Droid Sans: Droid Sans is in the same font family as Droid Serif, but Droid Sans is much more popular for one simple reason: mobile apps are more likely to use sans-serif fonts than serif fonts. Its popularity has overflowed to the Web, though, and you’ve probably seen this font more than you think you have.
PT Sans: PT Sans is a clean sans-serif font that’s actually a bit narrower than traditional sans-serif fonts. It’s a wonderful mixture of sharp lines and soft curves, resulting in a font that feels sterile yet artistically so.
Open Sans: On the other side of PT Sans, you have Open Sans which is a bit wider than traditional sans-serif fonts. Think Verdana, except more modern. It’s not my cup of tea, but I predict Open Sans will see more use in the coming years.
Lato: Lato can feel a bit cramped when the font size is lowered too much, but with proper CSS and design techniques, Lato can be more beautiful than most sans-serif fonts. Kerning and line spacing are key, however.
Roboto: Roboto is one of my favorite fonts for headings, but it works just as well in a paragraph body.
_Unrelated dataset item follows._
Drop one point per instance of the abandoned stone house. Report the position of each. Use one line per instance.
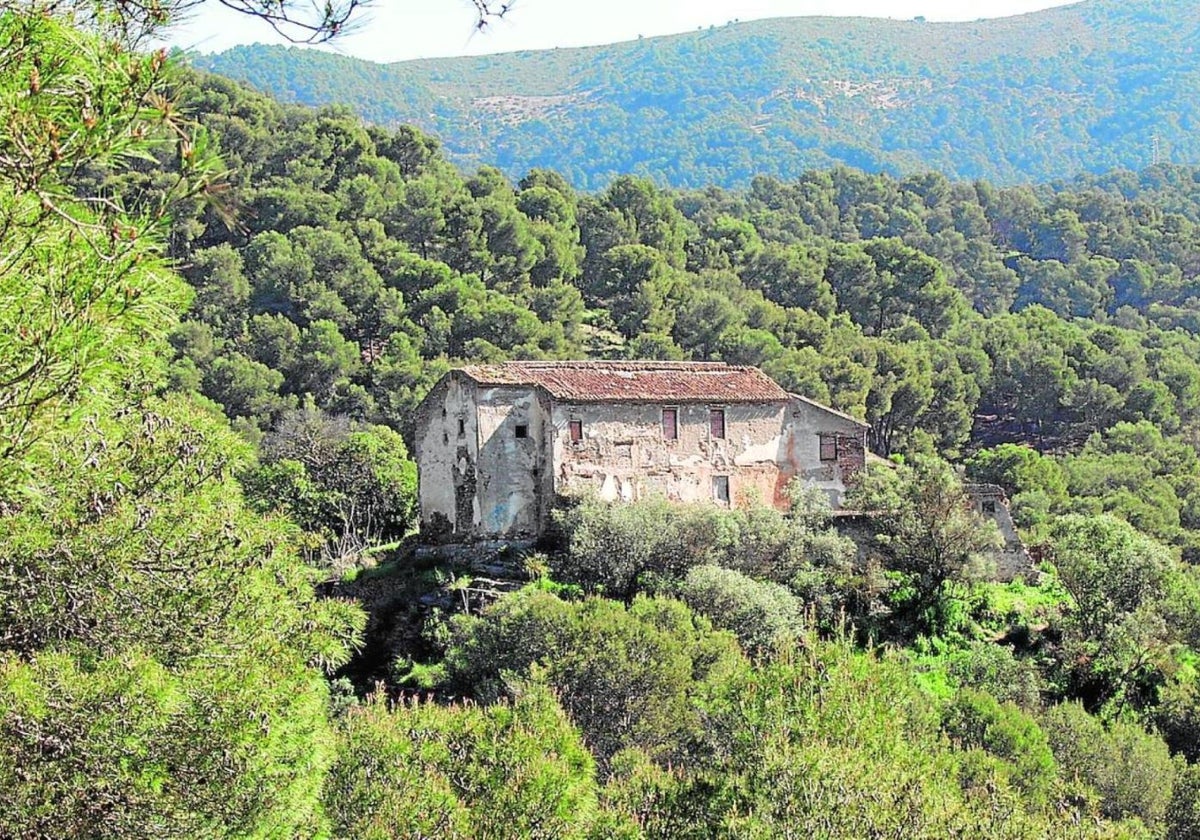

It’s clean, not too tall, not too short, not too wide, and not too narrow. It’s an easy to read sans-serif font with a subtle futuristic touch, which is appropriate given its name.
Cabin: Like Lato, Cabin can suffer at smaller font sizes by feeling a bit cramped and sharp when the letters are too close to each other, but proper CSS design can fix that easily. It’s a beautiful font that sometimes reminds me of a more modern version of Century Gothic.
No longer do your websites need to be stuck using the same Arial-Helvetica-Verdana sans-serif fonts and Times-Georgia-Palatino serif fonts. Spruce up your designs with a tight injection of Google Web Fonts and take the next step to revolutionizing your website’s appearance. Not only will you better distinguish your website from others, but your readers will thank you too.
What do you think? What are your favorite Google Web Fonts? Do you use them for your own site? Please share your thoughts with us in the comments.